Mais le jeune homme est prêt à assumer, il ne l'aurait pas fait sinon et serait prêt à répéter ce qu'il a dit s'il le faut. Il n'accepte pas qu'un prisonnier soit torturé, même si c'est celle qui a tué Petra. Le bataillon d'exploration est certes le corps d'armée qui est de loin le plus exposé aux drames puisqu'il est le fer de lance de la lutte contre les titans, ils doivent garder leur objectif en tête et ne pas se perdre dans ce genre de déviance.
Il frappe trois fois et attend qu'on lui dise d'entrer.
— Entre ! Entend-il.
Il s'exécute, referme la porte puis s'avance pour se fendre d'un salut militaire. Livaï est appuyé sur le bord du bureau derrière lequel Hanji est assise. Ils toisent le soldat Ralle avec un air sérieux qui n'annonce rien qui vaille. Il blêmit quelque peu.
— Thomas, tu sais pourquoi tu es là ? Demande Hanji.
— Oui, Major. Sûrement pour mon comportement de ce matin. Affirme-t-il en restant bien droit, le poing sur le cœur.

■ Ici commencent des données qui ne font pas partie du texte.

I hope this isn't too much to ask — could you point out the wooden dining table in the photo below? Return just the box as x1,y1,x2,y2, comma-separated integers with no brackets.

— Non, détend-toi. On pourrait effectivement te punir mais on considère que tu as eu raison de le faire. Par contre, en contrepartie on va te confier une corvée.
— Encore des pommes de terre ? Demande naïvement le soldat.
Hanji ne peut s'empêcher de se marrer légèrement, Livaï sourit. Le major se lève ensuite et s'approche de son ancien petit protégé pour poser sa main sur son épaule.
— Tu sais que notre boulot pour les prochains mois sera de faire la chasse aux titans. On aimerait que tu participes à une mission de reconnaissance pour estimer le nombre d'abrutis qui rôdent autour des murs ainsi que leur position.
— Tu ne sera pas seul bien sûr mais l'équipe n'a pas encore été constituée. Tu as peut-être des suggestions ? Demande Livaï, pour le tester parce que ses suggestions ne seront pas prises en compte.
Thomas réfléchit un instant.
— Jean, c'est un meneur et il est très bon au combat, il nous guidera. Sasha et Conny seraient aussi un atout et puis je les vois mal prendre les nouveaux sous leurs ailes. Mikasa serait aussi un sacré avantage.
Les deux officiers échangent un regard satisfait.
— On te dira demain avec qui tu partiras pour Trost le jour suivant avec les détails de votre mission. Explique le major.
Le jeune homme acquiesce.
— Tu peux disposer.
— Major, Caporal. Salue-t-il avant de sortir.